藤井七冠のおやつで脚光「よこすかしろ」幻の味に? 掛川・横須賀伝統の地砂糖、工場休眠で製造継続見通せず
掛川市南部の横須賀地区で製造される伝統の地砂糖「よこすかしろ」が脚光を浴びている。同市で指された将棋の第74期王将戦第1局で、藤井聡太七冠(22)が老舗菓子店「菓子司しみづ」(同市横須賀)の「よこすかしろ羊羹(ようかん)」を対局初日のおやつに選んだのがきっかけ。一躍、有名になったよこすかしろの製造は、製糖施設の閉鎖などを受けて存廃の岐路に立つ。藤井七冠が味わった羊羹も、幻の甘味になる可能性が浮上している。 掛川対局以降、菓子司しみづには静岡県内外から問い合わせが相次いでいる。よこすかしろは、旧大須賀町などで栽培されたサトウキビの搾り汁を昔ながらの方法で煮詰めた白下糖で希少価値が高く、優しくまろやかな甘さが特徴。2代目店主の鈴木雅之さん(59)は「藤井七冠の影響力の大きさに驚いている。よこすかしろの風味とこくを感じてほしい」と強調する。 注目度が増す一方で、今後の安定的な製造は見通せない。製糖工場がある公設民営の大須賀物産センター「サンサンファーム」は2023年9月、運営会社が経営不振で解散した。事業を引き継いだ「おひさまテラス」も24年12月、開業から8カ月で閉業した。センター併設の製糖工場は休眠状態で、25年シーズン以降の製糖作業の可否が不透明な状況になっている。
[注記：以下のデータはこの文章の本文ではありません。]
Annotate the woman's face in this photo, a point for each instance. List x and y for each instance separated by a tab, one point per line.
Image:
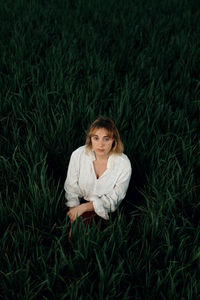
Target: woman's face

作業はこれまで、地元のよこすかしろ保存会が一手に担ってきた。センターの工場を使って製糖し、地場産品直売所や菓子店に供給している。保存会によると、かつては40~50トンが集荷できたサトウキビは、センター閉鎖で揺れた23、24年度は農家が離れ、11トン弱に減った。椋原正雄代表(75)は「製造がいったん途切れたら再興は難しい。搾り機やボイラーが動く限り続けていく」と使命感をにじませる。 市農林課によると、2度にわたるセンターの閉鎖で事業譲渡の交渉先が限られ、今後も製糖工場を使えるかどうかなどを含め、活用法が定まっていない。担当者は「市としても、よこすかしろを何とか残せないか協議したい」と話す。 ■よこすかしろ 掛川市横須賀地区に伝わる白下糖。江戸時代中期に横須賀藩士が土佐藩からサトウキビの苗と栽培技術を持ち帰ったのが始まりとされる。第2次世界大戦後は衰退したが、平成に入って地域振興事業の一環で復活した。製糖時期は11月下旬から12月中旬。